Yine sıkıntılar ve virüs baskısı altında Ramazan ayının son günlerine ulaştık ve inşallah
evlerimizde içimiz buruk şekilde Kadir gecesini ihya edeceğiz ve akabinde
Ramazan Bayramımızı yine buruk şekilde eşimiz, dostumuz, akrabalarımız, konu,
komşumuz ve bayram namazı kılmadan geçireceğiz..
Zaman çok çabuk geçiyor sayılı günler nedir ki, Allah bu virüsten kurtararak,
sağlıklı günlerde mutlu bir şekilde güzel günler geçirmemizi nasip etsin inşallah..
Recep, Şaban, Ramazan derken mübarek üç ayların sonuna
geldik ve bu aylara serpiştirilmiş kandiller geçirdik de sonuncusu olan Kadir Gecesine erdik.
Kadir kelimesi, sözlükte “hüküm, şeref, güç, yücelik” gibi anlamlara gelir.
Dini litaratürde ise, geceyi şereflendirdiği ve kadrini yücelttiği için,
Kuran’ın indirildiği bu geceye “Kadir Gecesi” denmiştir.
Kadir gecesi, İslâm’da en kutsal ve en faziletli gecelerin başında gelir.
Müslümanlarca çok büyük önem atfedilen bu gecenin değeri ise, Kuran-ı Kerim’in
Allah tarafından Cebrail aracılığıyla Peygamberimiz Hz.

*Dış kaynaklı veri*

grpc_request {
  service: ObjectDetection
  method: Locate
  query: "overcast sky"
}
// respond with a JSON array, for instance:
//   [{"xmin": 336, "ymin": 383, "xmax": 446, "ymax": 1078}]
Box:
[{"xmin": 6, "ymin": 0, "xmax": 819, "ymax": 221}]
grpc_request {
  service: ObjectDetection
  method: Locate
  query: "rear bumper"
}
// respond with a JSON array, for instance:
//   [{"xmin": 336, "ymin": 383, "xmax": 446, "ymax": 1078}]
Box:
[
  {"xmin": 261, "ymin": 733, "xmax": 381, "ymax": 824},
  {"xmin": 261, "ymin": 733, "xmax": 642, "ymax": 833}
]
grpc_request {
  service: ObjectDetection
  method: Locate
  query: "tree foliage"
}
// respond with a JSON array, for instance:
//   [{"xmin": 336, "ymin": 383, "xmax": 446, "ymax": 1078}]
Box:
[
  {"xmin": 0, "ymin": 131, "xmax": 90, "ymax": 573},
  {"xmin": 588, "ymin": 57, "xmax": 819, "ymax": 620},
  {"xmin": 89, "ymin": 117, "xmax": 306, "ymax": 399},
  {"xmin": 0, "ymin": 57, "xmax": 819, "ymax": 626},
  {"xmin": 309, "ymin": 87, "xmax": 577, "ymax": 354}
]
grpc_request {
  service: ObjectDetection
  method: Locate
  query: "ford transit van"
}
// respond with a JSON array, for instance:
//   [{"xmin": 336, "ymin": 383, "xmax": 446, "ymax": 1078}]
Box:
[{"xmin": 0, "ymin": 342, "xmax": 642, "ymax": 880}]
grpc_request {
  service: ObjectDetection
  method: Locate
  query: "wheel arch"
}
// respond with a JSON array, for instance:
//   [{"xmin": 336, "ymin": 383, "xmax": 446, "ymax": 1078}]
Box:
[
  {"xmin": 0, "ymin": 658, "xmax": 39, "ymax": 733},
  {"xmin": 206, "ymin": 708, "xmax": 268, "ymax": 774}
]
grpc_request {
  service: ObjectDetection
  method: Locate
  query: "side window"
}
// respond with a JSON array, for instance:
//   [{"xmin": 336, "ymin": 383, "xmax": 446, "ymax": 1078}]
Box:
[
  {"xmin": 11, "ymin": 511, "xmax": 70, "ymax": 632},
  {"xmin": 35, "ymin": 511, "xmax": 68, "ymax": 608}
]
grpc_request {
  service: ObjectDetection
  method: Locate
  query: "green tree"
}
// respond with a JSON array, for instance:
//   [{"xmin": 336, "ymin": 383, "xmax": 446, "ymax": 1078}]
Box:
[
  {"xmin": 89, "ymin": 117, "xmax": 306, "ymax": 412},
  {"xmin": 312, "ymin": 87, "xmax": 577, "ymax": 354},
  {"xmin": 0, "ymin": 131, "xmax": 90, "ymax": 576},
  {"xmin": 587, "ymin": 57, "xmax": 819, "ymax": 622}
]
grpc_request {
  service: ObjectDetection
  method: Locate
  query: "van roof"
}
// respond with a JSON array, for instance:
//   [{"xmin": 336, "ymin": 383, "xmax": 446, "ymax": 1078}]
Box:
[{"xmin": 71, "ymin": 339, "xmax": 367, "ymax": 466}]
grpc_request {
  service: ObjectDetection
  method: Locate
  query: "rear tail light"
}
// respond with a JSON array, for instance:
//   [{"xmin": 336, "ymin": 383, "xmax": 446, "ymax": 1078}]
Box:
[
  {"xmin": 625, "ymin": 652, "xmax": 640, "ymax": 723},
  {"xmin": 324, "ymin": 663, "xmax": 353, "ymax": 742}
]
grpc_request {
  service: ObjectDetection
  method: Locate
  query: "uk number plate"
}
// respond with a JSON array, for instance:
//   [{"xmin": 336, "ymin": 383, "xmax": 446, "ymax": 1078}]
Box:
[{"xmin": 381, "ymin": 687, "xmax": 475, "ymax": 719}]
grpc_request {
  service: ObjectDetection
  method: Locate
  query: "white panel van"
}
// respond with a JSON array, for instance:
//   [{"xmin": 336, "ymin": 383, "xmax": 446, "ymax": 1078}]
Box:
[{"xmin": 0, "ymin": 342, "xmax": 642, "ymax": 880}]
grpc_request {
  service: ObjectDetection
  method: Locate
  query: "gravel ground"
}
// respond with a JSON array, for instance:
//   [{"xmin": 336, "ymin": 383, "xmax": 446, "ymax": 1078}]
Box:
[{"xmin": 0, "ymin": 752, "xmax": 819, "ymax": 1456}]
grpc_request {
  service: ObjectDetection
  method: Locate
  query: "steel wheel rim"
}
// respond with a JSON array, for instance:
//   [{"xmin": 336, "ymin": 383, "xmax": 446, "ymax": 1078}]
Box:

Muhammed’e (sav)
ilk kez bu gece indirilmeye başlanmasından gelmektedir.
Bu gecenin faziletini bildirmek amacıyla, aynı adı taşıyan bir de sure indirilmiştir.
(Kadir Suresi, Kuran-ı Kerim 97. Sure)
Bu surede, Allah tarafından şöyle denilmektedir;
*Şüphesiz, biz onu (Kuran’ı) Kadir gecesinde indirdik.
*Kadir gecesinin ne olduğunu sen ne bileceksin!
*Kadir gecesi bin aydan daha hayırlıdır.
*Melekler ve Ruh (Cebrail) o gecede, Rablerinin izniyle her türlü iş için iner de iner.
*O gece, tan yerinin ağarmasına kadar bir esenliktir.
Burada hemen belirtmekte fayda var ki, suredeki “Kadir gecesi bin aydan daha hayırlıdır”
ayetinde geçen “bin ay” ibaresi, gecenin faziletine güçlü bir vurgu yapmak amacıyla
söylenmiş bir ibaredir.
Özellikle dini söylemlerde sıkça geçen bu tür ibareler, anlatılmak istenen
şeyin önemine vurgu yapmak ve anlamı daha da güçlendirmek için kullanılır.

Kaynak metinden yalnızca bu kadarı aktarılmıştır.